Verslag plenaire vergadering
Verslag
Mevrouw Peeters heeft het woord.
Dank u, voorzitter. Minister, collegas, we hebben het vorige week in de commissie uitgebreid gehad over het beleid inzake de activering van de oudere werklozen. Wij waren blij verrast dat u aankondigde te ijveren voor een uitbreiding van de doelgroep tot en met de 58-jarigen. We hebben inmiddels het akkoord dat u vrijdag met de sociale partners heeft bereikt, kunnen nalezen. Daaruit blijkt dat dit toch heel wat beperkter is dan initieel aangekondigd. Men gaat het beleid inzake de activering van de oudere werklozen namelijk uitbreiden tot en met de 55-jarigen, maar dan enkel wat de instroom van de nieuwe werklozen vanaf april 2011 betreft.

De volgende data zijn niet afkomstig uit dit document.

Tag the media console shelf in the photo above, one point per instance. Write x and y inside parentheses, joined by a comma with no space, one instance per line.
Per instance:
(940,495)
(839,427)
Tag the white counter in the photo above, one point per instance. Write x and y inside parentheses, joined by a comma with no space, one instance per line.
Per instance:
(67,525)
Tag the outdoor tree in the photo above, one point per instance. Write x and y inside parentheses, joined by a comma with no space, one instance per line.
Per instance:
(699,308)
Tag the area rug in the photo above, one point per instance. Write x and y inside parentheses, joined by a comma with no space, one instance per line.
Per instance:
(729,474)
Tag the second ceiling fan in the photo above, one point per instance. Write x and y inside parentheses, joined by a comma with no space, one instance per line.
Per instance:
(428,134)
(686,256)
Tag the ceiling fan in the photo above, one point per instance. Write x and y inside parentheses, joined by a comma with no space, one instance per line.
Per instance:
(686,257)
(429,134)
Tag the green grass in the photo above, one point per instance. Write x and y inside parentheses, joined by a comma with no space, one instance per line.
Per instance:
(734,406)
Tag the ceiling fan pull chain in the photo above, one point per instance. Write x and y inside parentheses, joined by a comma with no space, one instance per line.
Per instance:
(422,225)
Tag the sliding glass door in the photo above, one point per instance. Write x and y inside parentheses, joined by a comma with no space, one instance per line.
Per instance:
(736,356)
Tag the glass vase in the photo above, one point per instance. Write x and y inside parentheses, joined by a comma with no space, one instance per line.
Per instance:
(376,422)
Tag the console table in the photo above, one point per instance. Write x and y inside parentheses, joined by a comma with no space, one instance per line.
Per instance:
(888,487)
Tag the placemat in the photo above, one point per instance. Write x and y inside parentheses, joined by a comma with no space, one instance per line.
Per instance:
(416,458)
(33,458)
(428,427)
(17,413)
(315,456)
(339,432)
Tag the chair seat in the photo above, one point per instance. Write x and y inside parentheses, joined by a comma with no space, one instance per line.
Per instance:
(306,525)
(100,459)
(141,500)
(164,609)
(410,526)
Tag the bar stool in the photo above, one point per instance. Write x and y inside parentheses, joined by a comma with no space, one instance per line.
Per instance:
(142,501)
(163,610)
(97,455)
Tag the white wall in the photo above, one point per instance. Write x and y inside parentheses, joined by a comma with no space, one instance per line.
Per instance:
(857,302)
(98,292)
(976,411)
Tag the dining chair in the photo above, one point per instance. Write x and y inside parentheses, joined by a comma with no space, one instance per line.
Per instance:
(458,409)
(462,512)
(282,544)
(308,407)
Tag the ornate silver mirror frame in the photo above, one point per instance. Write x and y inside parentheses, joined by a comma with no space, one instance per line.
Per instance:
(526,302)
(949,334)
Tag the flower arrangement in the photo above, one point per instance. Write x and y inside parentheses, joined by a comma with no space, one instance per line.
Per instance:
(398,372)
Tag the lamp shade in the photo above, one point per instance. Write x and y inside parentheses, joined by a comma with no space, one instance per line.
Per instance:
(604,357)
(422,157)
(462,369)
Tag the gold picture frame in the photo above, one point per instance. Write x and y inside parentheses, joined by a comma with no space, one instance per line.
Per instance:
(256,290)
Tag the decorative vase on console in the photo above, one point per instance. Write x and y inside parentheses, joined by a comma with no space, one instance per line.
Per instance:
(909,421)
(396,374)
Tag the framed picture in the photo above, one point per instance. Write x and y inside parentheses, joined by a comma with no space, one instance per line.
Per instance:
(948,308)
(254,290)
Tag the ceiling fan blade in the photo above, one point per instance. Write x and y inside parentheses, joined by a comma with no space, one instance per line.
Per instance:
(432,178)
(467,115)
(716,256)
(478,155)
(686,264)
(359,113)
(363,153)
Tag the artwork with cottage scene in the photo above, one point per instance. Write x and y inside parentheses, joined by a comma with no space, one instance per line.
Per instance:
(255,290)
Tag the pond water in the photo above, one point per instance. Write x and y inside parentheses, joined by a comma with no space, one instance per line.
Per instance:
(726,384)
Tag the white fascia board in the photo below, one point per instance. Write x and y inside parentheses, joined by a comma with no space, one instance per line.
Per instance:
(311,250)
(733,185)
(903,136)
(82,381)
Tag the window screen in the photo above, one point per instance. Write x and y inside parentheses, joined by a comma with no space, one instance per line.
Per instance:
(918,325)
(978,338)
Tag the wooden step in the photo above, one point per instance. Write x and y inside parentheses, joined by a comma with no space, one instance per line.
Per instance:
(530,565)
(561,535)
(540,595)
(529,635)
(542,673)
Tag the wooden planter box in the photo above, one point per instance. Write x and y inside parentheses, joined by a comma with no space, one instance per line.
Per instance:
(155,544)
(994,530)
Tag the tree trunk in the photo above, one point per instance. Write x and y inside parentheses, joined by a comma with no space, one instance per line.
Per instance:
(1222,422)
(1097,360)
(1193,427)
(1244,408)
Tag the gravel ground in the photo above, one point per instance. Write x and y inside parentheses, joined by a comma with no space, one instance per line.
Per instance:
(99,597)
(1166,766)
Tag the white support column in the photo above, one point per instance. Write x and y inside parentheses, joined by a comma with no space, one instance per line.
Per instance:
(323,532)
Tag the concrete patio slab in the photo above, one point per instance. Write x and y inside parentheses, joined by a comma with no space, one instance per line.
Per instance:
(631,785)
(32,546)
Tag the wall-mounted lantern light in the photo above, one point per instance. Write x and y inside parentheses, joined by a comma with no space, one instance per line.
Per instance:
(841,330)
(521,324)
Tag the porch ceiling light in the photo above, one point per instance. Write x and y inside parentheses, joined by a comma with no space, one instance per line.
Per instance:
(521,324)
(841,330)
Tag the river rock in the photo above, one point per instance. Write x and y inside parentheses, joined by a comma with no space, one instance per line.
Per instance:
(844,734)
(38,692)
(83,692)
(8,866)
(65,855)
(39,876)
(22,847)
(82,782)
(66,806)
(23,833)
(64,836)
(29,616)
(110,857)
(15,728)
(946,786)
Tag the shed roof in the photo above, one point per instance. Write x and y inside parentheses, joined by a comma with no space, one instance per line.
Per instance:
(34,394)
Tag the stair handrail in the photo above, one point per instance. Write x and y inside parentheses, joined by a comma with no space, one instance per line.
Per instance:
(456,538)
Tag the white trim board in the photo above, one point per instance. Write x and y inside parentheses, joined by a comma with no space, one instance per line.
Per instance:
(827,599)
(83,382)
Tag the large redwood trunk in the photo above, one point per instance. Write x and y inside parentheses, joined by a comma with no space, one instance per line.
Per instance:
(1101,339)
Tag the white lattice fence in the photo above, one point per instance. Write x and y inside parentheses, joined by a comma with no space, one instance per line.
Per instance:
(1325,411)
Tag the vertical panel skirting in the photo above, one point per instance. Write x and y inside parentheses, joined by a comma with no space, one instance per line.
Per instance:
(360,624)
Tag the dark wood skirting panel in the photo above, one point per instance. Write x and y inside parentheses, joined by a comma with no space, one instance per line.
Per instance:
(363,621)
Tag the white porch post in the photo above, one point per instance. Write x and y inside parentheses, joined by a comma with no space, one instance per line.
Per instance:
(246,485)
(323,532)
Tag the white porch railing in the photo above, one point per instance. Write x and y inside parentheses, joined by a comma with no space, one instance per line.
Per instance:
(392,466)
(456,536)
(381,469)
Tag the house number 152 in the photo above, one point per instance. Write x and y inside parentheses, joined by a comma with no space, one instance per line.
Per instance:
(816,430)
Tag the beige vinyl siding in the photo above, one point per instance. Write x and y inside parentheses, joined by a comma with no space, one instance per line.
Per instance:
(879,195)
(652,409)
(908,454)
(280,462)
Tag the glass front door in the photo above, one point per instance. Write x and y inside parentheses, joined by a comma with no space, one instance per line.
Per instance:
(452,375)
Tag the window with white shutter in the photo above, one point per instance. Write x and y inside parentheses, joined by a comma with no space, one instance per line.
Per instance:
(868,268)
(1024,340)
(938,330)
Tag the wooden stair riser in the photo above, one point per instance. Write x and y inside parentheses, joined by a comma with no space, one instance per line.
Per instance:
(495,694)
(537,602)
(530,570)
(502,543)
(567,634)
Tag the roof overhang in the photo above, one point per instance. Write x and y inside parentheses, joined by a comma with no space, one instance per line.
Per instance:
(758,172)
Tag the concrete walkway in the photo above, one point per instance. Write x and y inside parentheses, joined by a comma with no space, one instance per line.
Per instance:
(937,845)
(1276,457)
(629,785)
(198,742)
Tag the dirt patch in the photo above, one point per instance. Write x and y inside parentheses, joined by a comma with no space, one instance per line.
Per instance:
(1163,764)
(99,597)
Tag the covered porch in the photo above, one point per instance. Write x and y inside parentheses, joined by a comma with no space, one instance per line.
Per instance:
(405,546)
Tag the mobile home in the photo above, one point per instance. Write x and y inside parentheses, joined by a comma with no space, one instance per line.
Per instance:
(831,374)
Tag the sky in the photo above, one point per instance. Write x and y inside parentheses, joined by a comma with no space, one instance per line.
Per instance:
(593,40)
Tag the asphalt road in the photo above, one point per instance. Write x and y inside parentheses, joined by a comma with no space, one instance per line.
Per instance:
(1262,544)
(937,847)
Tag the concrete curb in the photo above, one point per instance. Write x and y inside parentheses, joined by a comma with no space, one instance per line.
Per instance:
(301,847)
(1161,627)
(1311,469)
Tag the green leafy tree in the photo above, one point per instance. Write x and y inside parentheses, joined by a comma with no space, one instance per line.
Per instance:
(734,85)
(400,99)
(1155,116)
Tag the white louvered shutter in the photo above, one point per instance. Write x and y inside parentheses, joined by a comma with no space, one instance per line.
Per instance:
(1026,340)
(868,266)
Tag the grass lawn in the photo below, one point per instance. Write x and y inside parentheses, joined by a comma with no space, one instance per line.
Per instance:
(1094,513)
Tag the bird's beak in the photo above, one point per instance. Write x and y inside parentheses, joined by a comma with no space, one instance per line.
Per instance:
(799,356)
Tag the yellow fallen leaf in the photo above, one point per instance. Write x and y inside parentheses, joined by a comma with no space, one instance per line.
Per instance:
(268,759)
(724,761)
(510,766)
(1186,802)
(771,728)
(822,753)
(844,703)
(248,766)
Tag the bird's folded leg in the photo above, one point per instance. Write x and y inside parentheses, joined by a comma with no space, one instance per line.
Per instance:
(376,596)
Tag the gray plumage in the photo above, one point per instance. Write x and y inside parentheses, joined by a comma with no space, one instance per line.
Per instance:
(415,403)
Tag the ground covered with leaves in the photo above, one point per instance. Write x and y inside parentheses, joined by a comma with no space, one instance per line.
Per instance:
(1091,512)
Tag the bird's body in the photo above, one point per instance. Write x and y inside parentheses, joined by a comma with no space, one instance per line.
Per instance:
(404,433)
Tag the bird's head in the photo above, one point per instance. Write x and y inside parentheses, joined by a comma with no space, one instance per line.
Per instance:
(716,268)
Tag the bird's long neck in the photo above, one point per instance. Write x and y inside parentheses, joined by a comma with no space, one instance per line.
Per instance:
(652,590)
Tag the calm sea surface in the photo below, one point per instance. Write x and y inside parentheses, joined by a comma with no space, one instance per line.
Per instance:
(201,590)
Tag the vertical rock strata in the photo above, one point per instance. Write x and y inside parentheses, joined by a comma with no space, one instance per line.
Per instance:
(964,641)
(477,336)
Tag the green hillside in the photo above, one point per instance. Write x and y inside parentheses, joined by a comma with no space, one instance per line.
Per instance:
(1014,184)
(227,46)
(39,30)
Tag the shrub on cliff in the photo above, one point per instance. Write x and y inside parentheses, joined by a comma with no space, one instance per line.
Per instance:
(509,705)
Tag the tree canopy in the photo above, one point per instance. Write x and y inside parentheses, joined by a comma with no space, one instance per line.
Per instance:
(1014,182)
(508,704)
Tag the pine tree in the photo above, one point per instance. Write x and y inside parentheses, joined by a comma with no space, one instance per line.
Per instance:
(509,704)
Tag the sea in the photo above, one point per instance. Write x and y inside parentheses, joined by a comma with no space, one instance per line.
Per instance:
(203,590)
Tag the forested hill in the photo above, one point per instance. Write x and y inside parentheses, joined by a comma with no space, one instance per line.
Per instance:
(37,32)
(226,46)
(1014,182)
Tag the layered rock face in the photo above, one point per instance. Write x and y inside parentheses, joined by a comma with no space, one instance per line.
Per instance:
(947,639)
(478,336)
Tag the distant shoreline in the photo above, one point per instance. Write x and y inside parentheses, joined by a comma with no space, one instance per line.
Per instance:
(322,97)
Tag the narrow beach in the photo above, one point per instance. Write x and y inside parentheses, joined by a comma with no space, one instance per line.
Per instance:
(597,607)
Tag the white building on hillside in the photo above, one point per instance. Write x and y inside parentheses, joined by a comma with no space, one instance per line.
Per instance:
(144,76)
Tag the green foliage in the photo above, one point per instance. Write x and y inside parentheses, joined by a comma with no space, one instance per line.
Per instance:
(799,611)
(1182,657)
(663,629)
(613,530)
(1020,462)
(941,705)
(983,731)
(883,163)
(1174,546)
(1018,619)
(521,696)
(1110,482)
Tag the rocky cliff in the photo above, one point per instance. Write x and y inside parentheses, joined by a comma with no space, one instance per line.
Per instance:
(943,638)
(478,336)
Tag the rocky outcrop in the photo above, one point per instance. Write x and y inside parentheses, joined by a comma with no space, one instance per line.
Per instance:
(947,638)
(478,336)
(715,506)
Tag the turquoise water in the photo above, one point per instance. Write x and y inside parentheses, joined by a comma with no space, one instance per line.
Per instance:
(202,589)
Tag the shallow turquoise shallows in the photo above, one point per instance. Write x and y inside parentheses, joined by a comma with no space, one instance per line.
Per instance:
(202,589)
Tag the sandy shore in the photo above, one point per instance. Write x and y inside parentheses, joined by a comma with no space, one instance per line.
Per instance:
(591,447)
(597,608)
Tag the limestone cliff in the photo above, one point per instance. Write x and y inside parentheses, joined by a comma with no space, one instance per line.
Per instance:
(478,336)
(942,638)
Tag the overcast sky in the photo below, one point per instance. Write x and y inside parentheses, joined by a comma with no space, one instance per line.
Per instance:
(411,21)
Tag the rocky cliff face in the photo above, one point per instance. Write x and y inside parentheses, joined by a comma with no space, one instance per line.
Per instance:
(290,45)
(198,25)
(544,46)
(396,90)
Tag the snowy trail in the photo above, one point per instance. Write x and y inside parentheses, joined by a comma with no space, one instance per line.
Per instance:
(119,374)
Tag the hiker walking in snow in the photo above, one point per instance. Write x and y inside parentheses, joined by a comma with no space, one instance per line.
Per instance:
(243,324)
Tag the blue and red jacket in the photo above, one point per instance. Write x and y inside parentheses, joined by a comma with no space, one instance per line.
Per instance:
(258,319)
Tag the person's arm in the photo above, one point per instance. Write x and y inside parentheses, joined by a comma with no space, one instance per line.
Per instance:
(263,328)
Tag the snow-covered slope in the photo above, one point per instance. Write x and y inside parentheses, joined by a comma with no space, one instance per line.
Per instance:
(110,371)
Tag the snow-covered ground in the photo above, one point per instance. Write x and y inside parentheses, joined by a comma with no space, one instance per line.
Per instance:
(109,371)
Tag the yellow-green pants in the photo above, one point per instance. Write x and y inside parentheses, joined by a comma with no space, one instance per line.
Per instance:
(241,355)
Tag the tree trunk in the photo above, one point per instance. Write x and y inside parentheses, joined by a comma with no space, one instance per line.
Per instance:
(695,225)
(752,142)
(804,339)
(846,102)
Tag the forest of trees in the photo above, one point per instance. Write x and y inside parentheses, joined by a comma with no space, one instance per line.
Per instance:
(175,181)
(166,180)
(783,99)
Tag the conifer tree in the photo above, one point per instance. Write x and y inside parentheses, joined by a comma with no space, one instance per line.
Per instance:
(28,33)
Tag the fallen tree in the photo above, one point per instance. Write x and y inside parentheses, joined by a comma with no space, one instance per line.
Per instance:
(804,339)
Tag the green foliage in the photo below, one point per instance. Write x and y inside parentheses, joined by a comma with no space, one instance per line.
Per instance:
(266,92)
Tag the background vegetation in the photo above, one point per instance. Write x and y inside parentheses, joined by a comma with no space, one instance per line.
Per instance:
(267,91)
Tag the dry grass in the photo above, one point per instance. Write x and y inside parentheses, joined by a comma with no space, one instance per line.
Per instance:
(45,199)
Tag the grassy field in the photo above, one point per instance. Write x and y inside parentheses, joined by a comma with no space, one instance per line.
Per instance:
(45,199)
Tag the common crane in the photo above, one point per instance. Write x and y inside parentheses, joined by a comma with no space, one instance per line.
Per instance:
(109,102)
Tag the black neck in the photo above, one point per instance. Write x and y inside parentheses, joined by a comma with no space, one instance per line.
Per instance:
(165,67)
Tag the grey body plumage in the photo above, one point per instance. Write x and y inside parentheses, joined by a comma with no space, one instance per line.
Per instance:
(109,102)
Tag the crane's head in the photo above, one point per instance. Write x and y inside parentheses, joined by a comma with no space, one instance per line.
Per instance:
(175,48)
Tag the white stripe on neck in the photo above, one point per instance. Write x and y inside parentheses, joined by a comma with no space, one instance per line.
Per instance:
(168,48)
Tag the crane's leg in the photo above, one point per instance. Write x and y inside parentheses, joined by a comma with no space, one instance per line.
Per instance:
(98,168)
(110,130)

Bovendien gaat het nu niet meer over de doelgroep tot en met 58-jarigen. Dat wordt namelijk uitgesteld tot een volgende fase, waarbij er eerst een evaluatie zal komen rekening houdend met de capaciteiten en de middelen van de VDAB en anderzijds de evaluatie aan de hand van een aantal macro-economische indicatoren waaromtrent er dan een verder overleg zou zijn.
Waarom werd de aangekondigde uitbreiding van het activeringsbeleid uiteindelijk beperkt tot de instroom van de nieuwe werklozen tot en met 55 jaar, vanaf april 2011?
De heer Jan Peumans, voorzitter, treedt opnieuw als voorzitter op.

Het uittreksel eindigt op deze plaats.